Красноречие Провтавтха вдохновляло. ДозирЭ трепетно ловил каждое слово Златоустого Громогласца, и сердце его переполняла отвага, а глаза то и дело вспыхивали ненавистью. Юноша дослушал речь оратора, развернул лошадь, стараясь не задеть слушателей, и двинулся прочь. Он пересек дворцовую площадь и задержался возле Дерева Жизни, чтобы в последний раз лицезреть это сокровище, сотворенное человеческими руками.
Мраморная лестница вела к постаменту, отлитому из паладиума – металла синего цвета. На нем стоял могучий дуб из чистого золота высотой с башню. Множество больших плоских изумрудов были выделаны под дубовые листья, продолговатые рубины походили на желуди, ствол и ветви были оплетены серебряной нитью с нанизанными на нее мелкими шлифованными алмазами. Дерево окружали пятнадцать золотых дев-месяцев в венках из божественного лотуса. Камни излучали нежное голубоватое сияние, так что над головами дев светились магические нимбы. Десять воинов в белых плащах и золотых доспехах охраняли воздвигнутое славными предками сказочное изваяние.
Об авидронском дереве из золота и драгоценных камней по всему континенту ходили самые удивительные легенды. Тысячи людей специально приезжали в Грономфу, чтобы только увидеть это чудо.
ДозирЭ должен был как можно скорее покинуть родной город, однако он не спешил, стараясь в полной мере насладиться своим нынешним положением. Он впервые в жизни был предоставлен самому себе, а в кошеле, обычно совсем пустом, звонко позвякивали монеты – один золотой инфект и десяток паладиумных, серебряных и медных. Эту внушительную сумму вручил ему отец, снаряжая сына в дорогу: он отдал ему все, что было накоплено за последние годы. Вдобавок будущий воин получил во владение Хонума – старого мерина с запавшей поясницей и свислым крупом, а также старую боевую парраду, большие медные пластины которой навечно запечатлели следы от ударов вражеских копий.

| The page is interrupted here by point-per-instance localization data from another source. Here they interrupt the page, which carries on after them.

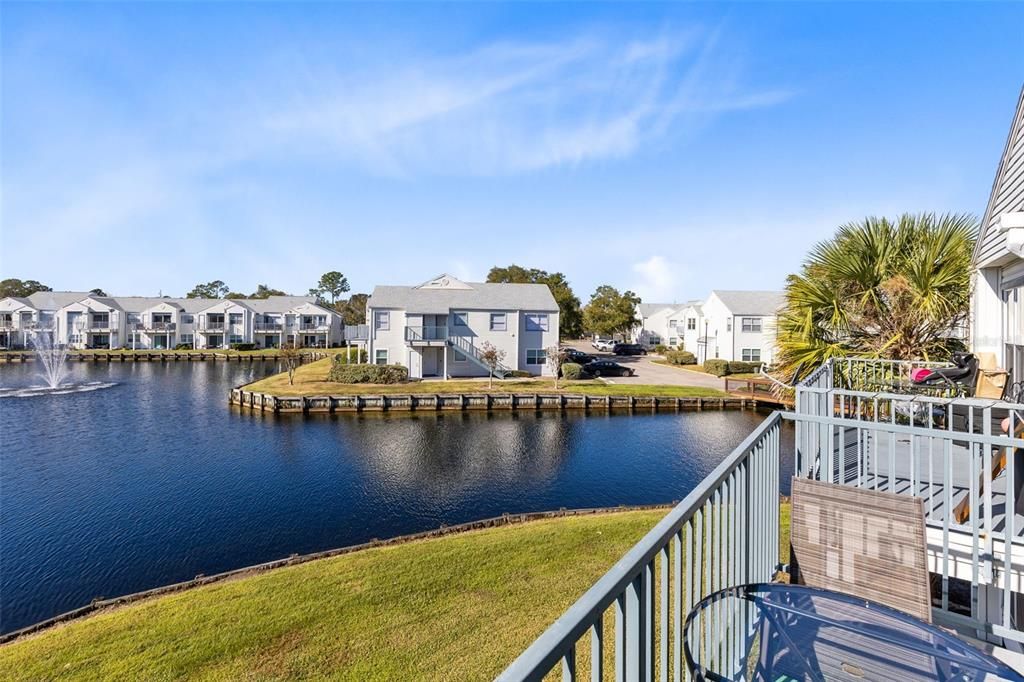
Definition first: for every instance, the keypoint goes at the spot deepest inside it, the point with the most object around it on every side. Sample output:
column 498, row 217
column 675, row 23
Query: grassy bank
column 311, row 380
column 459, row 607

ДозирЭ одел парраду и прикрепил к поясу кинжал; ему не терпелось покинуть дом, но отец – старый цинит по имени Вервилл – затеял долгую прощальную церемонию. Наконец после витиеватых наставлений по отцовским впалым щекам покатились слезы: он прощался с сыном, и, быть может, навсегда. Что ж, старый воин не роптал: он был готов подчиниться воле богов; главное, что ему, боевому ветерану, не будет стыдно перед Инфектом: Авидрония получит прекрасного цинита, терпеливого в лишениях и беспощадного в бою.
Отец пожелал сыну множество наградных платков и вручил кошель с монетами. ДозирЭ с радостью принял деньги, тут же поспешил высвободиться из прощальных объятий расчувствовавшегося Вервилла и, придержав Хонума, ловко вскочил без помощи стремян в седло. Махнув родителю рукой, юноша тронул коня, однако, проехав несколько шагов, оглянулся со странным чувством. Он окинул последним взглядом ветхий дом, где родился и вырос, – обычное грономфское жилье бедняков, покосившиеся конюшни, старый сад, посмотрел на опечаленного отца, и ему стало грустно до слез…
ДозирЭ с трудом оторвал взгляд от Дерева Жизни – он бывал здесь часто, но каждый раз подолгу задерживался у золотого дуба – и слегка ослабил поводья Хонума. Старый конь вздрогнул и нехотя зашагал вперед.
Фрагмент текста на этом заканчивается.